Samsung Display, the display-making affiliate of Samsung Electronics, will launch a flexible display for smartphones that can be folded in half, a senior company executive said.
"We will secure production capacity of 30,000 to 40,000 [flexible displays each month] by the end of next year," said Lee Chang-hoon, vice president of business strategic team, Samsung Display, during Samsung Investor Forum 2014 in New York. "There will be no company [except Samsung] that has this great production capacity by 2016.
"We plan to provide consumers with a product that has a flexible display by the end of the year. However, nothing has been decided on the finished product," added Lee.
Samsung Electronics is planning to expand its product line of flexible-display smartphones following the warm reception of the Galaxy Note Edge, which has a curved display that wraps around its side. Samsung Display is currently expanding production capacity of its A3 line, which produced the curved display for the Edge.
Lee also said that the company is planning to lower production costs of AMOLED, which is currently more expensive than LCD, to lure more customers.
"One of the superior things about AMOLED is that [because it has no backlight] it can become cheaper to produce compared to LCD. We are prepared to compete directly with LCD," he said.
"AMOLED is similar in price to LCD, but better capability wise. We are confident that more people will buy AMOLED," he added.
Samsung Display will also lower reliance on its big brother, Samsung Electronics, by increasing the market for its AMOLED.
"Within three years, we will balance captive account and outside account to 50:50. We will be able to increase volume [sold to others] comprehensively," he said.
"In 2015, we will lower the number of smartphone models by one fourth to one third compared to this year," said Robert Yi, senior vice president and head of investor relations at Samsung Electronics, during Samsung Investors Forum 2014.
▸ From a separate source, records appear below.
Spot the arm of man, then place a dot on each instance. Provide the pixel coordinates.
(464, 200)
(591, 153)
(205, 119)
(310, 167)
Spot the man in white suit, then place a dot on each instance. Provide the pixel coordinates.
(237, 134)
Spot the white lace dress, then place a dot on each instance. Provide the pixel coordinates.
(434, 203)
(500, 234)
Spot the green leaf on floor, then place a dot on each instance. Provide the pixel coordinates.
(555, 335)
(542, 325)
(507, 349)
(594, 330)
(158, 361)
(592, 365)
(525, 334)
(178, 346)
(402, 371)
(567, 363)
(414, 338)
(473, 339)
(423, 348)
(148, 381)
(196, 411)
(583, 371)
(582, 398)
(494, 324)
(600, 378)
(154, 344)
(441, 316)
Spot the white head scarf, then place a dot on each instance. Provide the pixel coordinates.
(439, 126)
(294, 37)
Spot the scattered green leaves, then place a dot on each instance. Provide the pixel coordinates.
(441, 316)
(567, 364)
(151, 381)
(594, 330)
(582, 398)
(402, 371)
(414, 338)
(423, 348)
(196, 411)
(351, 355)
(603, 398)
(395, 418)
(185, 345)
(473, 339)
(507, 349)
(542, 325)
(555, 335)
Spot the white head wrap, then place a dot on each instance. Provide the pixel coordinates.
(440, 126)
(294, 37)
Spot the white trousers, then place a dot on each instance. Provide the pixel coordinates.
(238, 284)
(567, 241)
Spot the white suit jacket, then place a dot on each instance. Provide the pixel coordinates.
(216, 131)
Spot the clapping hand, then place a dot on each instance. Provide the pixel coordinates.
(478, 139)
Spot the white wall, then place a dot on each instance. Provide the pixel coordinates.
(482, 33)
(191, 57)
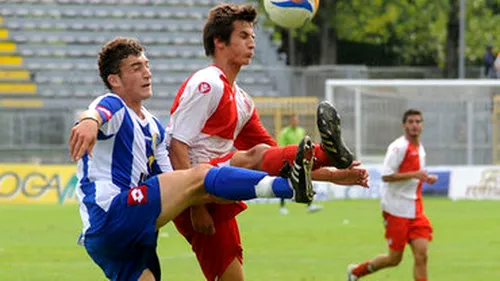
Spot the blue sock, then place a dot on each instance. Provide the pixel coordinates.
(241, 184)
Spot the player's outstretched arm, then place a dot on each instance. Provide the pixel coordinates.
(84, 134)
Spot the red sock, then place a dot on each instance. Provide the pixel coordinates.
(362, 269)
(273, 158)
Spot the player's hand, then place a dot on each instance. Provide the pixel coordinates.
(202, 220)
(421, 175)
(431, 179)
(82, 139)
(354, 164)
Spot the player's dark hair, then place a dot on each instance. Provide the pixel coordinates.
(219, 23)
(411, 112)
(113, 53)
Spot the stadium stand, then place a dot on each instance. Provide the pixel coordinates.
(48, 68)
(49, 47)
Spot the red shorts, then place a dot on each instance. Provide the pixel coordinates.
(399, 230)
(215, 252)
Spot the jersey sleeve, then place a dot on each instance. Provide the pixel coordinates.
(393, 158)
(109, 107)
(161, 156)
(282, 140)
(196, 102)
(253, 133)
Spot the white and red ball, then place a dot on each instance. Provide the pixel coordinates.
(291, 13)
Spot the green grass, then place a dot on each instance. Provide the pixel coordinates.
(39, 243)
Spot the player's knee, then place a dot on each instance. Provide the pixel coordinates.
(255, 155)
(421, 257)
(200, 171)
(147, 275)
(395, 259)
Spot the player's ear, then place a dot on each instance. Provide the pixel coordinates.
(218, 43)
(114, 80)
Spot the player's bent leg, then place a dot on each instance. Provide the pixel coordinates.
(419, 247)
(234, 272)
(180, 190)
(184, 188)
(250, 159)
(355, 271)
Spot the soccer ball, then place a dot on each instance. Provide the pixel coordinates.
(291, 13)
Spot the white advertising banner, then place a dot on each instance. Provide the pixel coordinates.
(475, 182)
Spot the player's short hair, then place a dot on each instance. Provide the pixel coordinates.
(112, 54)
(219, 23)
(411, 112)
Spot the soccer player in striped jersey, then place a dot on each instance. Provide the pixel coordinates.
(126, 188)
(210, 116)
(403, 211)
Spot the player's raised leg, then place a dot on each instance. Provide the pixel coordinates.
(183, 188)
(331, 152)
(419, 247)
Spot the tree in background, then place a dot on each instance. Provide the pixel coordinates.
(393, 32)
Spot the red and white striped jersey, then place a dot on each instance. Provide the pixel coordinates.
(403, 198)
(211, 117)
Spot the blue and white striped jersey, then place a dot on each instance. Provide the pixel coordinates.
(128, 151)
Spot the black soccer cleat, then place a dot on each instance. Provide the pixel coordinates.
(300, 172)
(328, 121)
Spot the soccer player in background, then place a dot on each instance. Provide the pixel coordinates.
(293, 134)
(404, 218)
(126, 188)
(210, 116)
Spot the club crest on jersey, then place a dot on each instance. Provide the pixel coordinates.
(105, 111)
(204, 87)
(137, 195)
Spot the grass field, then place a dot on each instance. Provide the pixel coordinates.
(39, 243)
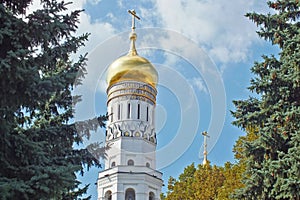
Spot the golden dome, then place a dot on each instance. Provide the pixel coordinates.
(132, 68)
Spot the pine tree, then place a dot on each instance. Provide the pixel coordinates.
(272, 165)
(37, 157)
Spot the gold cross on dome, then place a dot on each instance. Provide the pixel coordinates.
(133, 13)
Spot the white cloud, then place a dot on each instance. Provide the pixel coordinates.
(199, 84)
(218, 26)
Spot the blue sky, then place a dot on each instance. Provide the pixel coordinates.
(203, 51)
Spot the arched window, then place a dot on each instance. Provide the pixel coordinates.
(151, 196)
(128, 111)
(107, 195)
(139, 111)
(147, 164)
(119, 111)
(113, 164)
(130, 194)
(130, 162)
(111, 114)
(147, 114)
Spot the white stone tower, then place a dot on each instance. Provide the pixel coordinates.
(130, 168)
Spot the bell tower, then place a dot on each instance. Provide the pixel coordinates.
(130, 167)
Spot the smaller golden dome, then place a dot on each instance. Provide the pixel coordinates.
(132, 68)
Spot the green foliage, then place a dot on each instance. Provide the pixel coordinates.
(37, 157)
(272, 159)
(204, 183)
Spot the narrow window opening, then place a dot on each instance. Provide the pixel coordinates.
(111, 114)
(147, 115)
(119, 111)
(130, 194)
(128, 112)
(139, 110)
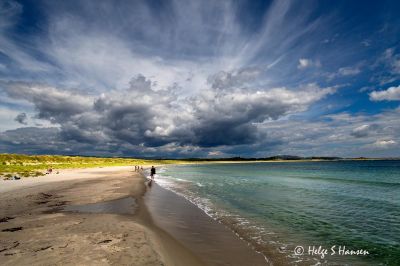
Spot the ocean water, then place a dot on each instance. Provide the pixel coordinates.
(300, 212)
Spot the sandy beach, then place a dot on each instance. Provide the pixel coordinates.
(39, 226)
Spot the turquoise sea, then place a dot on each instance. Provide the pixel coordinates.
(301, 211)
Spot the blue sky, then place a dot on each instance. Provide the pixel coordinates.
(200, 78)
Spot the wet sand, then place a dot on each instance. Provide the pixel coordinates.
(34, 229)
(213, 242)
(109, 221)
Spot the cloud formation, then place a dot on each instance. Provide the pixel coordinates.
(391, 94)
(21, 118)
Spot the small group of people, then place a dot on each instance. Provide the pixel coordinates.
(138, 168)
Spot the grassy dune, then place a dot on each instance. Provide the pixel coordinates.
(36, 165)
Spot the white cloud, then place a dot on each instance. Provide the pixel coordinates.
(306, 63)
(391, 94)
(349, 71)
(384, 143)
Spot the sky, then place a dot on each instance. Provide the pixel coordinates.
(178, 79)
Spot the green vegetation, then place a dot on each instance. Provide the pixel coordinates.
(36, 165)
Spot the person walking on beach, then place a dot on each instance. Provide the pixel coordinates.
(152, 172)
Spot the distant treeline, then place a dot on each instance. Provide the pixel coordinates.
(271, 158)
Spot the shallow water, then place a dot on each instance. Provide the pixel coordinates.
(284, 205)
(125, 205)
Many have pointed out in the past that Samsung launched too many different models, deterring the establishment of proper product identities and weakening its brand image.
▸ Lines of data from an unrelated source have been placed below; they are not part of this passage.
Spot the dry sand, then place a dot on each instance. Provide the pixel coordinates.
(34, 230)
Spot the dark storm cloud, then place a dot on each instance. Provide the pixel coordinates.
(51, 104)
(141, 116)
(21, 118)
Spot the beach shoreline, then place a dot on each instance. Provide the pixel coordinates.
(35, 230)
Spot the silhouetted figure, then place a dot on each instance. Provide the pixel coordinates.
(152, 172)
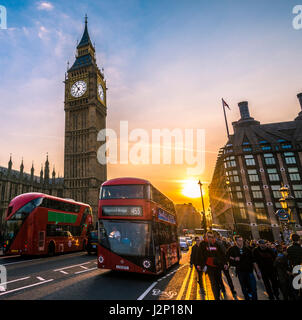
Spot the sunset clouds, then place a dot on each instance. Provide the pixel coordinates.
(167, 65)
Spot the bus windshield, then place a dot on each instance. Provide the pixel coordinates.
(130, 191)
(13, 225)
(126, 238)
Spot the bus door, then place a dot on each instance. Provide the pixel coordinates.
(156, 247)
(41, 241)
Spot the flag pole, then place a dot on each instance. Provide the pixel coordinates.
(225, 118)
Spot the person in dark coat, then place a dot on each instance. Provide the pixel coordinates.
(194, 262)
(265, 257)
(212, 260)
(294, 254)
(242, 258)
(226, 272)
(282, 267)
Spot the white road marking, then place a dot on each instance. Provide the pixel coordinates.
(32, 285)
(84, 267)
(40, 278)
(85, 270)
(142, 296)
(15, 280)
(75, 265)
(24, 261)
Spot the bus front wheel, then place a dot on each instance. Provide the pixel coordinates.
(51, 249)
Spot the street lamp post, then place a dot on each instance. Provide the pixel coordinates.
(231, 197)
(286, 214)
(203, 209)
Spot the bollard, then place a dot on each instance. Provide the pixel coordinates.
(3, 278)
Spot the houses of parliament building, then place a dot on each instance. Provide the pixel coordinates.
(85, 115)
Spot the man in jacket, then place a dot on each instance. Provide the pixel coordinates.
(226, 272)
(265, 257)
(194, 261)
(242, 258)
(212, 260)
(294, 254)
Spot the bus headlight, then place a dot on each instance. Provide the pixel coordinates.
(136, 211)
(147, 264)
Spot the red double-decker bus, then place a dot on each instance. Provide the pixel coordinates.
(137, 227)
(38, 224)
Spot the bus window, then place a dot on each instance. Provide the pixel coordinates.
(14, 224)
(124, 192)
(126, 238)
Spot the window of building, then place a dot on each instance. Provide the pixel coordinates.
(269, 159)
(294, 174)
(230, 162)
(233, 176)
(297, 190)
(260, 211)
(253, 175)
(299, 204)
(249, 160)
(273, 174)
(242, 210)
(276, 192)
(290, 158)
(256, 191)
(266, 148)
(286, 145)
(278, 205)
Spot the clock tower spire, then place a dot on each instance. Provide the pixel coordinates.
(85, 115)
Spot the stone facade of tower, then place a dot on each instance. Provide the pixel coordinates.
(85, 115)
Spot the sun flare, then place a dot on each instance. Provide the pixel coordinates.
(191, 189)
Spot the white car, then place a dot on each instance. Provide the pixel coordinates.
(189, 241)
(183, 246)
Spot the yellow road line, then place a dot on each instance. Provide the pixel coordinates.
(205, 286)
(188, 294)
(182, 289)
(198, 297)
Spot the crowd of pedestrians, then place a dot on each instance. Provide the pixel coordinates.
(271, 262)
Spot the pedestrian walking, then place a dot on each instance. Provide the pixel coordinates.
(265, 257)
(223, 244)
(194, 262)
(212, 260)
(283, 270)
(294, 254)
(242, 258)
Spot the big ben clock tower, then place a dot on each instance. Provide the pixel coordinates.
(85, 115)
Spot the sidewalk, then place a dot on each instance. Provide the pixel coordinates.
(262, 295)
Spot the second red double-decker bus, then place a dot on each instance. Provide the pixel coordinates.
(137, 227)
(38, 224)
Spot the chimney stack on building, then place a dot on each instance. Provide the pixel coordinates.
(244, 110)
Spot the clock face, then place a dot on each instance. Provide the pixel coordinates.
(101, 92)
(78, 89)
Samsung has also recently ceded its top place in China to local handset maker Xiaomi as it reacted belatedly against price-competitive low- to mid-end handsets. The South Korean tech giant recently released its Galaxy A series phone in China, intended to reclaim its lost market share.
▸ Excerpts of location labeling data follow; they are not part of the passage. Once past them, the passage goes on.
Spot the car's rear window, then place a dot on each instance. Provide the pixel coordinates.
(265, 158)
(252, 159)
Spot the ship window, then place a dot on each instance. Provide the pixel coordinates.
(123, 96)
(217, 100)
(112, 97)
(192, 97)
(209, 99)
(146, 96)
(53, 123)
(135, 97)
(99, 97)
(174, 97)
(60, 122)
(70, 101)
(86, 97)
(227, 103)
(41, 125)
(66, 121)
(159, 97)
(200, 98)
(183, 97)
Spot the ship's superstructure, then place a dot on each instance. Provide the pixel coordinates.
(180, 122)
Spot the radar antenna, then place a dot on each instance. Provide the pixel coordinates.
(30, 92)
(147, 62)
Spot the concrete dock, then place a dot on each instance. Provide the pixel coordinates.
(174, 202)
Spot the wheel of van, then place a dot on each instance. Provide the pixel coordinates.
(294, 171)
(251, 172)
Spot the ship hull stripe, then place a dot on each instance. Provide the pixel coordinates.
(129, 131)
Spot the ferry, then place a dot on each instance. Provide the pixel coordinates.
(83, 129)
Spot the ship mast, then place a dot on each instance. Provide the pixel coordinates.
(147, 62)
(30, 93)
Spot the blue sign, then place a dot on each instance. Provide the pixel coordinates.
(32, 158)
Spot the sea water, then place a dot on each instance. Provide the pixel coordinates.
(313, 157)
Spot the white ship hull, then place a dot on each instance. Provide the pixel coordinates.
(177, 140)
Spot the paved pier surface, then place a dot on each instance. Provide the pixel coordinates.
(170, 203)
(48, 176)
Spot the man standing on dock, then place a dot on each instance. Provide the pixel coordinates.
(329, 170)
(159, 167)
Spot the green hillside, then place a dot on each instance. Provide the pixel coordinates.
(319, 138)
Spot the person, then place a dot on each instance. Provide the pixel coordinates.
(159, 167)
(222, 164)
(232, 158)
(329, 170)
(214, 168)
"[Lowering the model number] will allow us a chance to lower the prices of [remaining models] through mass production," said Yi. "In low- to mid-end products, price is the most important, and for high-end products, it is innovation."
The executive also took the chance to throw jabs at Xiaomi.
"They are a mysterious entity. I don't know where they create profit," said Yi about its main competitor in the world's second-largest market. He also questioned whether Xiaomi could maintain the same strategy of saving costs by selling and promoting its goods exclusively through online channels.
"They have created a good user experience that caters for the needs of Chinese consumers," he said. "But I don't know if it will work outside of China."
Yi also vowed more innovation for the higher end of the smartphone market.
"For high-priced smartphones, innovative factors such as flexible display will be important," he said.
Lee Chang-hoon of Samsung Display, also at the forum, hinted at a possible multi-edged smartphone that may succeed the Galaxy Note Edge.
"Consumers' preference will decide whether one side will become the band, or either sides. We are prepared to make customised designed products based on consumer needs," he said.